In this example, we want to know the first and the last test results for each student. To achieve this, we can use `first_by`

to return the first test value and `last_by`

to return the last test value. The results are grouped by `Name`

.

`first = source.first_by(by=["Name"])`

last = source.last_by(by=["Name"])

- first
- last

`head_by`

and `tail_by`

In this example, we want to know the first two and the last two test results for each student. To achieve this, we can use `head_by`

to return the first two test values and `tail_by`

to return the last two test values (`num_rows=2`

). The results are grouped by `Name`

.

`head = source.head_by(2, by=["Name"])`

tail = source.tail_by(2, by=["Name"])

- head
- tail

`count_by`

In this example, we want to know the number of tests each student completed. `count_by`

returns the number of rows in the table as grouped by `Name`

and stores that in a new column, `NumTests`

.

`count = source.count_by("NumTests", by=["Name"])`

- count

## Summary statistics aggregators

In the following examples, we start with the same source table containing students' test results as used above.
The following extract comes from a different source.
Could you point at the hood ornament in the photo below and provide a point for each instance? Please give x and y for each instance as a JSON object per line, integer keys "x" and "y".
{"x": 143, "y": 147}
Applying these aggregations to a column where the average cannot be computed will result in an error. For example, the average is not defined for a column of string values. For more information on removing columns from a table, see `drop_columns`

. The syntax for using `drop_columns`

is `result = source.drop_columns(cols=["Col1", "Col2"]).sum_by(by=["Col3", "Col4"])`

.

`sum_by`

In this example, `sum_by`

calculates the total sum of test scores for each `Name`

. Because a sum cannot be computed for the string column `Subject`

, this column is dropped before applying `sum_by`

.

`sum_table = source.drop_columns(cols=["Subject"]).sum_by(by=["Name"])`

- sum_table

`avg_by`

In this example, `avg_by`

calculates the average (mean) of test scores for each `Name`

. Because an average cannot be computed for the string column `Subject`

, this column is dropped before applying `avg_by`

.

`mean = source.drop_columns(cols=["Subject"]).avg_by(by=["Name"])`

- mean

`std_by`

In this example, `std_by`

calculates the sample standard deviation of test scores for each `Name`

. Because a sample standard deviation cannot be computed for the string column `Subject`

, this column is dropped before applying `std_by`

.

`std_dev = source.drop_columns(cols=["Subject"]).std_by(by=["Name"])`

- std_dev

`var_by`

In this example, `var_by`

calculates the sample variance of test scores for each `Name`

. Because sample variance cannot be computed for the string column `Subject`

, this column is dropped before applying `var_by`

.

`var = source.drop_columns(cols=["Subject"]).var_by(by=["Name"])`

- var

`median_by`

In this example, `median_by`

calculates the median of test scores for each `Name`

. Because a median cannot be computed for the string column `Subject`

, this column is dropped before applying `median_by`

.

`median = source.drop_columns(cols=["Subject"]).median_by(by=["Name"])`

- median

`min_by`

In this example, `min_by`

calculates the minimum of test scores for each `Name`

. Because a minimum cannot be computed for the string column `Subject`

, this column is dropped before applying `min_by`

.

`minimum = source.drop_columns(cols=["Subject"]).min_by(by=["Name"])`

- minimum

`max_by`

In this example, `max_by`

calculates the maximum of test scores for each `Name`

. Because a maximum cannot be computed for the string column `Subject`

, this column is dropped before applying `max_by`

.

`maximum = source.drop_columns(cols=["Subject"]).max_by(by=["Name"])`

- maximum

## Aggregate columns in the UI

Single aggregations can be performed in the UI using the **Aggregate Columns** feature. However, rather than adding the aggregation in its own column as shown in the programmatic examples above, the aggregation is added as a row to the top or bottom of the table. Column data is aggregated using the operation of your choice. This is useful for quickly calculating the sum, average, or other aggregate of a column.

In the example below, we add an Average row and a Minimum row to the top of the table:

These aggregations can be re-ordered, edited, or deleted from the **Aggregate Columns** dialog.